The skips you are seeing is likely because you don't have Jena running, and because you don't have some extras installed. In the past skips were used where xfails would be more appropriate, but most skips just indicate that the tests requires something to run that is not available in your current environment.
The xfails are used to designate known issues which is more or less what they are intended for [
ref]:
> An xfail means that you expect a test to fail for some reason. A common example is a test for a feature not yet implemented, or a bug not yet fixed.
They indicate that we know a test fails, but that we also know it should pass, and once the underlying issue that causes a test to fail fixed they are reported as xpass and we remove the xfail marker usually in the same PR that fixes the issue that causes the xfail as can be seen in
this PR. They are basically a more useful form of a bug report, as it makes it clear how to reproduce an issue and makes it very easy to see that an issue was fixed.
The warnings indicate something suboptimal but not fatal, they should be eliminated but in most cases they are hard to eliminate and quite costly, and there are plenty of other issues we will likely address first.

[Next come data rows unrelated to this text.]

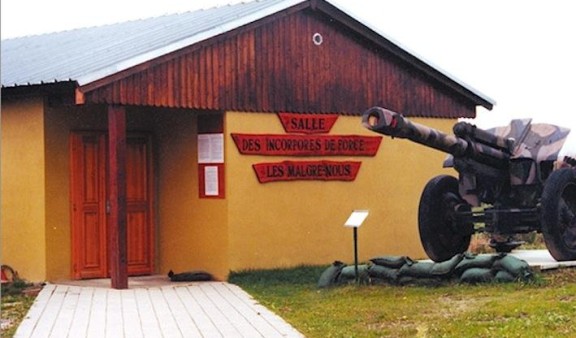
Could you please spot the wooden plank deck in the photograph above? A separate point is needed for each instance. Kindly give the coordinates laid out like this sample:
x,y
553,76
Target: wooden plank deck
x,y
206,309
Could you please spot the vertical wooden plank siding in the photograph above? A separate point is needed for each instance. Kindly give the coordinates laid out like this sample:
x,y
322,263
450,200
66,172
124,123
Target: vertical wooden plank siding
x,y
277,67
117,217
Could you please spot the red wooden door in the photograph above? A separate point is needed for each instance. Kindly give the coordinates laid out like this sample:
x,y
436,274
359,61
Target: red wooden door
x,y
89,202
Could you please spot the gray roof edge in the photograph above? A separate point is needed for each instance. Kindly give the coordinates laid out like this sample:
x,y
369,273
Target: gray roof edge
x,y
223,28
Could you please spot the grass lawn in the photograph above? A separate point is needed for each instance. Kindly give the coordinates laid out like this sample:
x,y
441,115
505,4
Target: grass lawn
x,y
543,308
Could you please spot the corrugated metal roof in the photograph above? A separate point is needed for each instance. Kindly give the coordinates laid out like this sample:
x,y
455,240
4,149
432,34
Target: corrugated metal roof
x,y
89,54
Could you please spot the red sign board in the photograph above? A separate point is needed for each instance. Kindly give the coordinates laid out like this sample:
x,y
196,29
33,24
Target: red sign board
x,y
307,145
307,123
307,170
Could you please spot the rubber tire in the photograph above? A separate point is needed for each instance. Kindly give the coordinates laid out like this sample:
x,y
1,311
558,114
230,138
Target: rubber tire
x,y
437,234
559,224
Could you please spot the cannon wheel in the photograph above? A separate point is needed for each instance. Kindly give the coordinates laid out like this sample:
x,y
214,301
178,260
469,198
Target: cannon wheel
x,y
558,215
438,230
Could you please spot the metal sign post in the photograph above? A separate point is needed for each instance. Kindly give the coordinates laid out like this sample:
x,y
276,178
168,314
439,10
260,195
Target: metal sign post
x,y
355,220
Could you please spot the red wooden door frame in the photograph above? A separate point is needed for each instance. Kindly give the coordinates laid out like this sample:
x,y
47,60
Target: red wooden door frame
x,y
138,202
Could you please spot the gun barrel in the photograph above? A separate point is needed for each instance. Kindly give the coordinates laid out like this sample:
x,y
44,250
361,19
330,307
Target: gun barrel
x,y
389,123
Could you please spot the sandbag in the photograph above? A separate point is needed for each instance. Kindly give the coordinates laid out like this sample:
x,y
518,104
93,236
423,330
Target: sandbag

The errors indicate something serious, and would prevent a PR from being merged if it occurred in a PR, but as our test suite does pass currently on master I think this is either an issue on your system or possibly a problem with a dependency.
We are open to all PRs that address any problems in RDFLib, so if you want to fix the warnings or xfails we would be very happy, but it would be best to address the problems one at a time, not to try and do it all in one PR. Many problems are not that simple to fix though. A lot of the xfails (maybe 1/2) are actually because RDFLib is too lax in parsing, and the W3C test suites which run as part of our test suite requires more strict behaviour. This is not a simple problem to address, as we should provide parsers that can be both strict and lax depending on user preference, and it is also not a high priority problem, if we just made our parsers more strict most users will be unhappy.
Some other xfails are because of legitimate problems with our parsers, which again is not that simple to fix, as likely we should be moving to something like
LARK as the current hand crafter parsers are hard to maintain.
We will be happy with any attempts to fix any of these problems though.